YTN TV reported that the suspect - identified by police as 55-year-old Kim Ki-jong - screamed during the attack, "South and North Korea should be reunified."
A witness, Ahn Yang-ok, the head of the Korean Federation of Teachers' Associations, told YTN that Lippert had just been seated for breakfast ahead of the lecture organized by the Korean Council for Reconciliation and Cooperation when a man ran toward the ambassador from a nearby table. A separate, unidentified witness said that as Lippert stood for a handshake, the suspect wrestled the ambassador to the ground and slashed him with a knife.
Can health care law survive major new challenge?
WASHINGTON - Sharply divided along familiar lines, the Supreme Court took up a politically charged new challenge to President Barack Obama's health overhaul Wednesday in a dispute over the tax subsidies that make insurance affordable for millions of Americans.
The outcome in what Justice Elena Kagan called "this never-ending saga" of Republican-led efforts to kill the Affordable Care Act appears to hinge on the votes of Chief Justice John Roberts, whose vote saved the law three years ago, and Justice Anthony Kennedy.
Roberts said almost nothing in Wednesday's 85 minutes of lively back-and-forth, and Kennedy, who voted to strike down the health law in 2012, asked questions of both sides that made it hard to tell where he might come out this time.
Otherwise, the same liberal-conservative divide that characterized the earlier case was evident in the packed courtroom with the same lawyers facing off as in 2012.

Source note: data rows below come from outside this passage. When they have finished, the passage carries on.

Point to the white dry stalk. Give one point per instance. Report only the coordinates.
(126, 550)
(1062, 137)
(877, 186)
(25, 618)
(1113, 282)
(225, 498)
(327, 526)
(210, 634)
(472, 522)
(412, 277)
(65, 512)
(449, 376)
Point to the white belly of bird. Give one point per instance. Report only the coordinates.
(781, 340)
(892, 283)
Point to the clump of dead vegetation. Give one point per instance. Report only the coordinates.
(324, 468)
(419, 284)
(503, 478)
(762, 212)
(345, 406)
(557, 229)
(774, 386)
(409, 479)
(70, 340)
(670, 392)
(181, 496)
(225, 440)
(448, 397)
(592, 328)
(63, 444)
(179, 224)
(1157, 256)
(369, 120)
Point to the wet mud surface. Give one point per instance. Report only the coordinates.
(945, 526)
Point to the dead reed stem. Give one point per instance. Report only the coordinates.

Millions of people could be affected by the court's decision. The justices are trying to determine whether the law makes people in all 50 states eligible for federal tax subsidies to cut the cost of insurance premiums. Opponents say that only residents of states that set up their own insurance markets can get federal subsidies to help pay the premiums.

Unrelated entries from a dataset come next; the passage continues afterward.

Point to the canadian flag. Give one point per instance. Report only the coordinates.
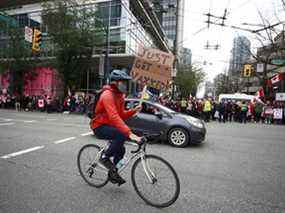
(260, 93)
(277, 78)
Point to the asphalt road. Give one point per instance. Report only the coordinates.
(239, 168)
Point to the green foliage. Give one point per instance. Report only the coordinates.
(76, 31)
(188, 78)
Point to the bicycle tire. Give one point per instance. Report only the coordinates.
(151, 201)
(83, 173)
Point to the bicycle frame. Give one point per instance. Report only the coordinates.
(141, 154)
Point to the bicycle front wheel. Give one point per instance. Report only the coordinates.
(89, 168)
(155, 181)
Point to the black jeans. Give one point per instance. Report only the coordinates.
(116, 148)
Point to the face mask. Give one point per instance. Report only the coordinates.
(122, 87)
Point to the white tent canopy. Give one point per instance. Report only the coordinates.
(236, 96)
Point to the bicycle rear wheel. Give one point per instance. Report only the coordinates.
(164, 187)
(89, 168)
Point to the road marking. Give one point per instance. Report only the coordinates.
(87, 133)
(8, 119)
(22, 152)
(32, 121)
(51, 119)
(64, 140)
(6, 124)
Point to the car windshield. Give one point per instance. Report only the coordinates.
(166, 109)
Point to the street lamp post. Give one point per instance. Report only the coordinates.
(107, 60)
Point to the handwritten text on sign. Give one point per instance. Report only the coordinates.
(153, 65)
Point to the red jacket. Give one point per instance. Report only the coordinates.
(110, 110)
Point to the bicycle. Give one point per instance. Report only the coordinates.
(148, 174)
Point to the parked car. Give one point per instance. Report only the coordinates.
(178, 129)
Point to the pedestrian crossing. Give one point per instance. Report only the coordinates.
(11, 121)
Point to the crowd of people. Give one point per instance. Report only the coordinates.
(206, 109)
(229, 110)
(44, 103)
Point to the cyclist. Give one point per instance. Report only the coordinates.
(109, 124)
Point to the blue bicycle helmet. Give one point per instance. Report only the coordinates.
(117, 75)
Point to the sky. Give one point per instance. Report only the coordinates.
(239, 12)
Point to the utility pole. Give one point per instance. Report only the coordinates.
(179, 16)
(107, 59)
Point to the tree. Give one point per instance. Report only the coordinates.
(75, 30)
(188, 78)
(16, 54)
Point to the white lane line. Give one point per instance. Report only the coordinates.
(8, 119)
(32, 121)
(51, 119)
(64, 140)
(6, 124)
(87, 133)
(22, 152)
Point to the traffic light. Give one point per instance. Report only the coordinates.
(37, 40)
(247, 70)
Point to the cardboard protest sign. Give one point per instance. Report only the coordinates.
(152, 67)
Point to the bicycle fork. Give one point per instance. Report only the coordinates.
(149, 173)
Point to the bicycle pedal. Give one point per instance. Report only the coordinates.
(121, 183)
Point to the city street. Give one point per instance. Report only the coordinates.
(239, 168)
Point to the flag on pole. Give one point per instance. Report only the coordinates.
(275, 79)
(260, 93)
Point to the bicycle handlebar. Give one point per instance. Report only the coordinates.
(146, 138)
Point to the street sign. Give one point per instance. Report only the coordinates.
(278, 61)
(280, 96)
(259, 68)
(29, 34)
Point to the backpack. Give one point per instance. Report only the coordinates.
(92, 105)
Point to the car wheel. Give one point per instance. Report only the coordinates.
(178, 137)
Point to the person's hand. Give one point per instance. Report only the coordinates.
(138, 108)
(134, 137)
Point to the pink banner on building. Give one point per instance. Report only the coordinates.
(44, 81)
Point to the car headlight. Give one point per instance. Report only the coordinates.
(195, 122)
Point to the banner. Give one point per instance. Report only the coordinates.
(28, 34)
(277, 113)
(275, 79)
(259, 68)
(152, 67)
(280, 96)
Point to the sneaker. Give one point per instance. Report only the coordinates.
(114, 177)
(107, 163)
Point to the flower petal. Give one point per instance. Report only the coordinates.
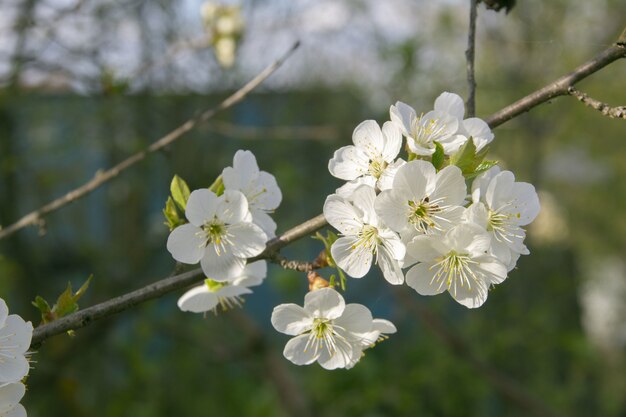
(297, 351)
(351, 256)
(186, 244)
(201, 207)
(247, 239)
(324, 303)
(291, 319)
(420, 278)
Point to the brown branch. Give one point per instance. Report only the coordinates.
(101, 177)
(504, 384)
(560, 87)
(157, 289)
(470, 104)
(605, 109)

Committee subpoenas Clinton emails in Benghazi probe
WASHINGTON - A House committee investigating the Benghazi, Libya, attacks issued subpoenas Wednesday for the emails of Hillary Rodham Clinton, who used a private account exclusively for official business when she was secretary of state - and also used a computer email server now traced back to her family's New York home.
The subpoenas from the Republican-led Select Committee on Benghazi demanded additional material from Clinton and others related to Libya, spokesman Jamal D. Ware said. The panel also instructed technology companies it did not identify to preserve any relevant documents in their possession.
The development on Capitol Hill came the same day The Associated Press reported the existence of a personal email server traced back to the Chappaqua, New York, home of Clinton.